What are pierogi?
Alright, there’s a chance I’ve gone overboard with the Ps in that headline. Yet ever since I wrote P-p-p-p-p-p-pick up a pepper all those years ago, I’ve been itching to let my little finger get another chance at glory on the keyboard.
Pierogi. Poland. I’m afraid it got carried away.
Pierogi provided one of the purest pleasures (OK I’ll stop now. I’m starting to get on my own nerves…) that travel can produce: a brand new experience.
Plural for pieróg, these crescent-shaped dumplings are practically Poland’s national dish.

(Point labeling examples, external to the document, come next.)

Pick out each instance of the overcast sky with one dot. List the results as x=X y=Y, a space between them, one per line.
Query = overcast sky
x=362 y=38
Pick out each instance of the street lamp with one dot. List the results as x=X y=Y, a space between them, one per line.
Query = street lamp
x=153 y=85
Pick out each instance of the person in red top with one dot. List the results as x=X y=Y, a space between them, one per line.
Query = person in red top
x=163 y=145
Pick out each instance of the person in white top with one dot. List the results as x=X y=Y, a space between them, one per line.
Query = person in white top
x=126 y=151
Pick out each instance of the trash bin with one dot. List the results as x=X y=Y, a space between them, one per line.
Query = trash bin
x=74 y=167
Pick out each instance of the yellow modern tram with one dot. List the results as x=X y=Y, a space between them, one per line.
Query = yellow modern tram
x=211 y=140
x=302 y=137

Made from unleavened dough, they’re first boiled and then baked or fried and contain a lucky dip of fillings: oozing sweet-sour cheese, tangy cabbage or sauerkraut, slightly spiced meat, potato or more.

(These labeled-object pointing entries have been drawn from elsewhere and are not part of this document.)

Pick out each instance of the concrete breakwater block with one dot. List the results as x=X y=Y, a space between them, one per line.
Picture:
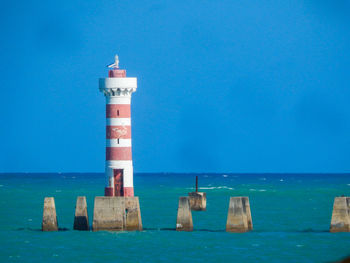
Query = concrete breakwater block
x=133 y=214
x=184 y=215
x=109 y=213
x=198 y=201
x=49 y=215
x=238 y=214
x=246 y=205
x=341 y=215
x=81 y=220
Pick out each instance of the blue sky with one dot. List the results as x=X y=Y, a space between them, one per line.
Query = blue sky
x=223 y=86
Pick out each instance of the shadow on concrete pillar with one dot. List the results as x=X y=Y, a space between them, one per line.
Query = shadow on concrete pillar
x=133 y=214
x=49 y=215
x=184 y=215
x=81 y=220
x=198 y=201
x=109 y=213
x=237 y=219
x=341 y=215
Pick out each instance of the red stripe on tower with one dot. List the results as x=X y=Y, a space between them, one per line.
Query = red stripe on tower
x=118 y=132
x=118 y=111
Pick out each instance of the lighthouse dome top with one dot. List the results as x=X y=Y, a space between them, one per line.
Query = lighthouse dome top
x=114 y=65
x=117 y=84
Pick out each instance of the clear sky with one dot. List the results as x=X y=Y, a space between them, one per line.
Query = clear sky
x=223 y=86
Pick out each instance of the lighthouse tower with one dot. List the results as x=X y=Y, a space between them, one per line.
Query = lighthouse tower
x=117 y=89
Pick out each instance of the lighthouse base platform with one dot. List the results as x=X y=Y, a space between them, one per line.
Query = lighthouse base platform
x=341 y=215
x=184 y=216
x=81 y=219
x=49 y=222
x=239 y=217
x=117 y=213
x=198 y=201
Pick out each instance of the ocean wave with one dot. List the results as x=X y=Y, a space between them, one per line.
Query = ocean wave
x=216 y=187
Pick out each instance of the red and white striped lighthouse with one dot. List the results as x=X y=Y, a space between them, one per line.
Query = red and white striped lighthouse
x=117 y=89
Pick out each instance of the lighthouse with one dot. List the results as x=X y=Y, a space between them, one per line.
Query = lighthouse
x=118 y=89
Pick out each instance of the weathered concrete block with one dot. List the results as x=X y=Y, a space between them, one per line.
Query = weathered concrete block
x=133 y=214
x=237 y=217
x=184 y=215
x=246 y=205
x=198 y=201
x=341 y=215
x=109 y=213
x=81 y=219
x=49 y=215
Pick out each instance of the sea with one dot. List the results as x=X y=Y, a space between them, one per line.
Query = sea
x=291 y=217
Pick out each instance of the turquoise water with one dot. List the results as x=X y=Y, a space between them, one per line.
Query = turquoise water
x=291 y=217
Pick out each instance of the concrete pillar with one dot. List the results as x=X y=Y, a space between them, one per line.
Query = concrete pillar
x=184 y=215
x=237 y=218
x=198 y=201
x=245 y=200
x=133 y=214
x=109 y=213
x=340 y=217
x=49 y=215
x=81 y=219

They’ve got that perfect blend of comfort food without the weight of stodge. Plus, they have the element of surprise as you never know which one you’re going to get. And finally? They come with a wonderful range of trivia.
Did you know, for example, that pierogi have their own saint? (St Hyacinth, or Swiety Jacek, in case that piece of life knowledge passed you by. It’s used in an expression to mean “good grief!”)

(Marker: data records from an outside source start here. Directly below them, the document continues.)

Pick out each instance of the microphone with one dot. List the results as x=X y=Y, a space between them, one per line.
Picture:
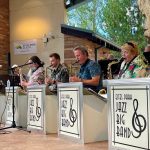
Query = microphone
x=28 y=63
x=75 y=62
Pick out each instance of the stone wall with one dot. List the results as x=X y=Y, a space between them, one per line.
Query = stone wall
x=4 y=35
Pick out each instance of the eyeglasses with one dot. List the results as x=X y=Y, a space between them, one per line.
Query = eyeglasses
x=131 y=44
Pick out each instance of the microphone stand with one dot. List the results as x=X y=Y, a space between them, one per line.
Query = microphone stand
x=13 y=101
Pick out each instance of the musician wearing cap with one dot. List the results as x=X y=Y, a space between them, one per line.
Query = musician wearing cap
x=56 y=72
x=36 y=74
x=133 y=62
x=90 y=71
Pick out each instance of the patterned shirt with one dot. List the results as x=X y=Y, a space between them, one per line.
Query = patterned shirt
x=132 y=69
x=88 y=70
x=59 y=74
x=36 y=77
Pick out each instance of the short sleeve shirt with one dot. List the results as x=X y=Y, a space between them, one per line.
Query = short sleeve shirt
x=88 y=70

And how about this: the Proto-Slavic root “pir” means festivity in its various Slavic cognates across Eurasia?
And this: the words in that last sentence actually mean something to some people?!
Yes, a pieróg is no ordinary dumpling.
It’s a delicious, soft, tangy, crispy treat of a dish. And I only wish I’d heard of it sooner.
PS – It’s also suspiciously similar to gyoza in Japan and virtually nothing like the dumplings in Hungary or the ravioli in Italy, which is what the respectable food folk compare it to. If I were tracing the ancestry of food, I’d be placing good money on discovering an illegitimate fling between Japan and modern day Poland somewhere in the 18th century. Like ravioli indeed…Pah!